Meta’s global affairs president, Nick Clegg, said the measures are intended to galvanize the tech industry as AI-generated media becomes increasingly difficult to distinguish from the real thing. The company is also developing tools to detect AI-generated content even if its metadata has been edited. Meta has its own Imagine image generator, and the images it creates on the company’s platforms are already marked with the Imagined with AI watermark; In the same way, images created using tools from Google, OpenAI, Microsoft, Adobe, Midjourney and Shutterstock will be marked.

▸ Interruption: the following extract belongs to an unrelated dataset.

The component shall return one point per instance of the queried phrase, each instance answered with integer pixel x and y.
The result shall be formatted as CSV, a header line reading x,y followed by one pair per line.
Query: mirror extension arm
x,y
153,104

The technology industry, according to Mr. Clegg, is increasingly lagging behind in developing standards for identifying audio and video created by AI – Meta has to carefully monitor how they can be used for forgery, but it cannot identify all the materials on its own. The company, with the support of partners, is developing several initiatives to ensure the authenticity of content. Adobe introduced the Content Credentials system for marking AI content in metadata and when displayed on sites; Google recently introduced a new version of the SynthID watermark for audio files. Meta will soon begin requiring its users to disclose information about AI-generated realistic video and audio recordings, Clegg added. Those who do not do this will face consequences: from a warning to removal of the publication with such content.
There will be presidential elections in the United States this year, and in anticipation of this event, many viral posts created by AI on behalf of politicians have already appeared. But, according to Clegg, such materials either have no political weight or are quickly discovered by the administration of the platforms. Meta is also starting to test large language models trained according to community standards – they will act as an auxiliary tool for human moderators.